Ira Frydman worked with UNDP in Malawi to integrate disaster risk reduction into contingency planning, food security and environmental protection with a focus on floods and droughts. Ira initially worked on an initiative connected to the Department of Disaster Management Affairs (DoDMA) to help build capacity and conduct reviews of the current contingency plans for districts threatened by floods. He organized and helped to facilitate these reviews of district level contingency plans in four of the most flood prone districts. Ira also took an active role in helping to create a UN inter-agency flood contingency plan in order to better prepare the UN system to act in the event of a flood. He then shifted to looking specifically at how hazards such as floods and droughts affect food security in Malawi.
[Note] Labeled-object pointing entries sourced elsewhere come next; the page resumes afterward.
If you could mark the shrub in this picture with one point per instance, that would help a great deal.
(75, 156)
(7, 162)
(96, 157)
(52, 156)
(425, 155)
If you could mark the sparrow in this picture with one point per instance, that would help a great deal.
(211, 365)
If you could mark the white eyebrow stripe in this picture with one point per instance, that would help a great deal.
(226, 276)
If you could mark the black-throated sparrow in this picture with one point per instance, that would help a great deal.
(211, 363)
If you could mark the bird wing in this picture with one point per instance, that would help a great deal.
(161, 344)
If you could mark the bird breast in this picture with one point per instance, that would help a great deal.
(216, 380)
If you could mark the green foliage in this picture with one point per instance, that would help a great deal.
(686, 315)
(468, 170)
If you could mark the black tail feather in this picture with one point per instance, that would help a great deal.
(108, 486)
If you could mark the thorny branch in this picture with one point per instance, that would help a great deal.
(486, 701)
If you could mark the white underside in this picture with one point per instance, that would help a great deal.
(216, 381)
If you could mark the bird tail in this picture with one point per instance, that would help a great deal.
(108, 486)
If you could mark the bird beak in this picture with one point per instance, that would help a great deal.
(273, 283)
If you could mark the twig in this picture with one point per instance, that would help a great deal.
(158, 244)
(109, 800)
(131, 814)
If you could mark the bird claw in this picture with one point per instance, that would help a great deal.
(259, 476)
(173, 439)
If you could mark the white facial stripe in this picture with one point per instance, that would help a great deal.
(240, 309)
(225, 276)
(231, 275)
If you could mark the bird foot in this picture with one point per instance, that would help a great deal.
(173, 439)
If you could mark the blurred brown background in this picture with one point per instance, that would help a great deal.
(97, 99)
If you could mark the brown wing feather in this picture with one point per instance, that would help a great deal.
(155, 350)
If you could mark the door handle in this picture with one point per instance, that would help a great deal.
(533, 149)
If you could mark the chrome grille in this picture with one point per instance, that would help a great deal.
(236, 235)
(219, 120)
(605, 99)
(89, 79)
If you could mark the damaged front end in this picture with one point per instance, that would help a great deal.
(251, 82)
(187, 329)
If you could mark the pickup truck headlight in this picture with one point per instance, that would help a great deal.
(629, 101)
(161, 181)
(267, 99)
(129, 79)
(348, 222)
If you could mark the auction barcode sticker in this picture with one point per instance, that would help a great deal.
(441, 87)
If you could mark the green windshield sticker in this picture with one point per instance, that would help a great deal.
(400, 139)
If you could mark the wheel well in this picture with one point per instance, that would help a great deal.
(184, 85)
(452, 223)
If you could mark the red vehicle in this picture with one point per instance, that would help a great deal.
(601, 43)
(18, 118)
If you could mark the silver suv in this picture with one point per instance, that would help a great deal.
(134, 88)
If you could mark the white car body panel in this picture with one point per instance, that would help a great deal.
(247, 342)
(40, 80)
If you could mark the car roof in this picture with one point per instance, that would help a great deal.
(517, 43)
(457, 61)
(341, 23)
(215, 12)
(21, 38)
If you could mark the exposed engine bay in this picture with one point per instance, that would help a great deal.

Posted at UNDP’s regional office in Nairobi, Ira’s primary responsibility was to manage the African Drought Risk and Development Network (ADDN). The ADDN, which is sponsored by UNDP’s Dryland Development Centre and the UN International Strategy for Disaster Reduction, was established as a multi-disciplinary platform to address the relationship between drought, risk and development in Africa. Ira contributed to a primer to climate change adaptation that was presented at the ADDN-sponsored Third African Drought Adaptation Forum, which took place in September 2008 in Addis Ababa. The forum brought together some 80 policy makers, government officials, UN agencies, donors, practitioners, members of the media, and applied researchers from across Africa and the Arab states.
Prior to the fellowship, Ira lived in the Central Valley of California working with the non-profit Community Alliance with Family Farmers (CAFF) as a Biological Farming Program Coordinator. At CAFF Ira primarily focused on a project whose aim was to work with almond growers to decrease pesticide and sedimentation runoff through the implementation of best management practices. He has an MS in International Agricultural Development with a concentration in sustainable agriculture from the University of California, Davis. While at UC Davis, Ira worked on biological-agricultural engineering of food waste for the production of usable energy. His interest in agriculture development began while working with subsistence farmers in Haiti as a Peace Corps Volunteer. Ira is originally from Milwaukee, Wisconsin.